Energy Payoffs From R&D

Dollars spent to save energy are as important as dollars spent to find new energy. That's the broad message that can be drawn from a report issued by a committee of the National Research Council, which is part of the National Academy of Sciences.

The committee found that money spent by the federal government over the past two decades to develop technologies that boost energy efficiency and cleaner burning of fossil fuels had a significant payoff. Some $13 billion in federal research produced an economic return of about $40 billion.

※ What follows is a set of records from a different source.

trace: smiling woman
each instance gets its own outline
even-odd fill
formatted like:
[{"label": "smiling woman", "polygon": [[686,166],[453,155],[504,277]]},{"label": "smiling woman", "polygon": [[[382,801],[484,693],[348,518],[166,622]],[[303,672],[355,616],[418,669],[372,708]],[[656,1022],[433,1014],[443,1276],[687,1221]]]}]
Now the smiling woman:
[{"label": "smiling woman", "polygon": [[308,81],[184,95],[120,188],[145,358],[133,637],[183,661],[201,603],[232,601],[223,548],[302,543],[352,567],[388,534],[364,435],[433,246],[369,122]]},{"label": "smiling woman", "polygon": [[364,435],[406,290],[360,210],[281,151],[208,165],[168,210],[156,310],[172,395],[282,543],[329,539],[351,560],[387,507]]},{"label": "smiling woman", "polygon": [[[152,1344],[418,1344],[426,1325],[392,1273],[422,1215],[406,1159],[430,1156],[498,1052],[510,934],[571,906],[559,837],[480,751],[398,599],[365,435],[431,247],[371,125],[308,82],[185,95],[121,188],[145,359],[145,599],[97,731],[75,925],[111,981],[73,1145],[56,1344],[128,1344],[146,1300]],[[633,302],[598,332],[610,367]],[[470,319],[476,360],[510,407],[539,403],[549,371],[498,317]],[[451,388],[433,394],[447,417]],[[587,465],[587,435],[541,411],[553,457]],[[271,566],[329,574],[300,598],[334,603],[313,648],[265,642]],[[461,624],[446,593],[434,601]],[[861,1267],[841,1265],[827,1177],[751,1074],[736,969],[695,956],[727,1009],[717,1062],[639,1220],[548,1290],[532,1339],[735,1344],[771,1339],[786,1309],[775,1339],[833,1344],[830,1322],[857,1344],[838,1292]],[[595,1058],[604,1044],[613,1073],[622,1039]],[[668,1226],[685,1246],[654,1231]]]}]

Much of that return came from three research projects: (1) refrigerator compressors that use only a third of the electricity consumed by units in the 1970s; (2) more efficient fluorescent lighting; and (3) heat-resistant window glass. It's worth considering what energy bills would be without such nuts-and-bolts advances, spurred by government R&D.

Technology to cut pollution from coal burning was another big plus - though the payoff was more in environmental enhancement than in less use of coal.

With Congress wrestling to pass energy legislation - and the administration budget, ironically, proposing cuts in just this kind of research - the report should perk up a few ears. A continued commitment to energy-saving research should be an integral part of any new energy policy.

Not that the money should be poured in haphazardly. The research council committee also suggested that projects have clear performance targets, so that DOE planners would have a better sense of when to pull the plug on research that's not paying off.